As he approaches Jesus says “Here is an Israelite in whom there is no deceit.” (In other words, here’s an Israelite in whom there is no Jacob!)
“How do you know me?” Nathanael asks.
Jesus answers “I have known you since back when you were under that fig tree,” a reference to the tree Adam and Eve climbed in Genesis.
Jesus shows up and knows Nathanael not because Nathanael has, like the angels of God, finally ascended to Jesus. Jesus shows up as the One who has known him in Adam.
Apparently that’s all Nathanael needs to hear. He says “You are the Son of God, aren’t you? You are Israel’s king.”
Jesus responds “You think that’s something? Just wait. You shall see heaven open up and the angels of God ascending and descending on (not a ladder, but) the Son of Man.” In other words, Jesus is saying “I am Jacob’s ladder. I am how God has come from heaven to be with you.”
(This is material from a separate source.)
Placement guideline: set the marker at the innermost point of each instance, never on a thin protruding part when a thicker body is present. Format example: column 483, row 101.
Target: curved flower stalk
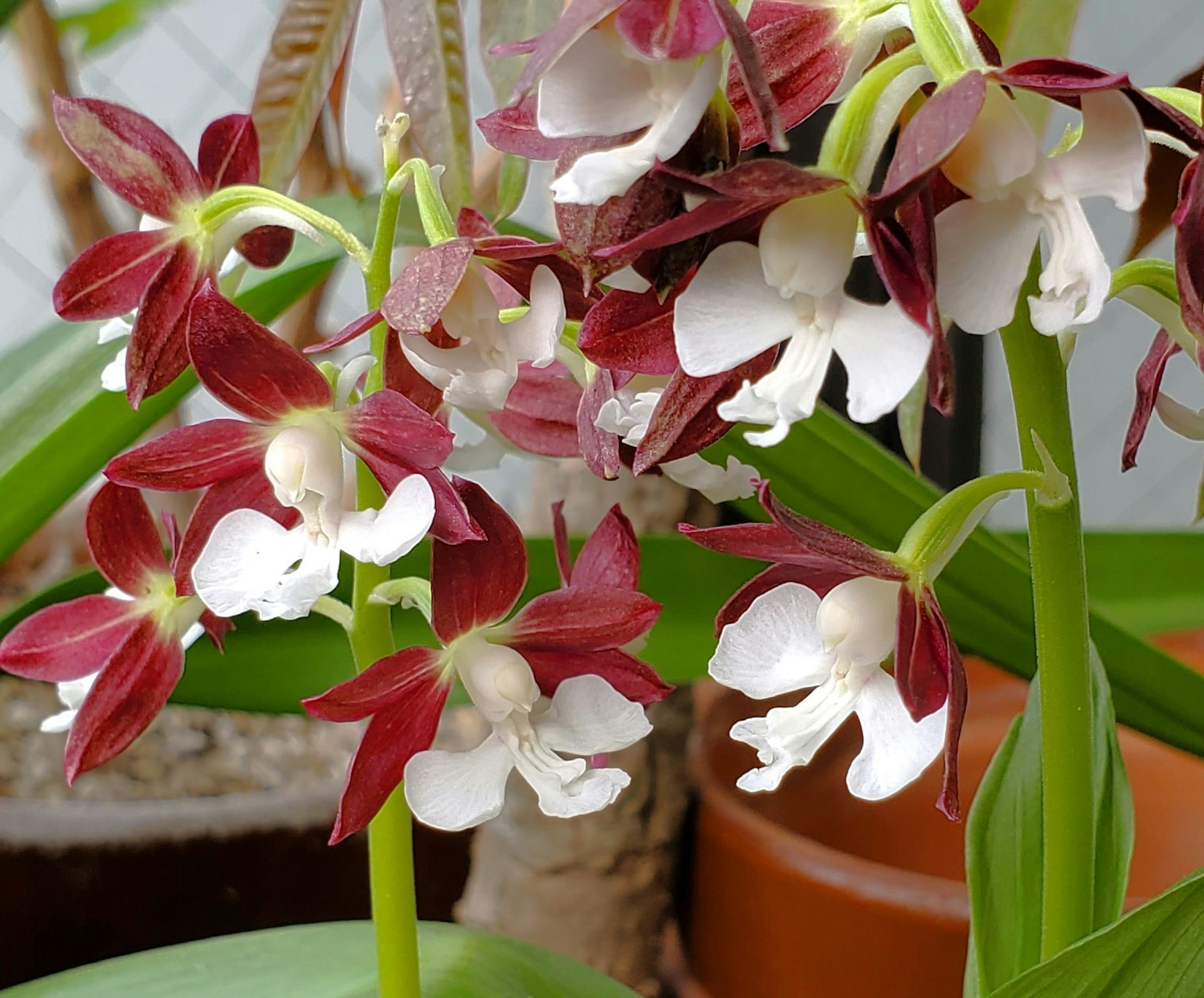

The odds are good that like me, you are fond of ladders. I’ll bet that you, like all of humanity, look for ladders wherever you can find them even without realizing it. You may do it for the rush, for the sense of accomplishment, or for hope that you can become good enough.
Or, perhaps, like Jacob, life has you up nights and you find yourself under the night sky looking up to the heavens praying for a way to climb yourself out of here and up to there.
Or, perhaps you find yourself weary of an endless climb that has gotten you nowhere.

If so, look again at this story. When Jacob was in just such a place, that’s when the ladder appeared, not for him to climb up, but for God to come down. Right as Jacob began to imagine himself climbing the ladder to heaven, lo and behold, heaven was standing beside him whispering a word of a promise.
The same promise offered to us in the flesh of Christ.
That’s why in some paintings of the crucifixion if you look closely you can see a ladder there, leaning up against the cross. It is not placed there for you to climb up either. Instead it is there as a sign that this is how God has chosen to come to you, for you. Christ and his cross are not given to reveal another ladder or even the best ladder for us to ascend to God. Christ and his cross reveal to us the good news of a God who has climbed down the ladder to be with us.

Before his ascension (the now risen) Christ speaks one more word to his disciples. One last sermon. Does he give them basic instructions before leaving earth? Does he give them directions for where to find and climb Jacob’s ladder. No, he speaks a word of promise, the same promise made to Jacob, “Behold, I will be with you always, even unto the end of the age.”
This is not just one more ladder-climbing religion we’re getting here. This is the gospel of Jesus Christ. This is news of a descending God who has come to make to all the world this promise: I have come down to you, I am with you, I will remain with you, and, I promise, I will bring you home.
This is Good News for barren broken climbers, God is not waiting for you at the top of some ladder. God is not commanding you to climb to him. God is here, with you, at the bottom. Thanks be to God.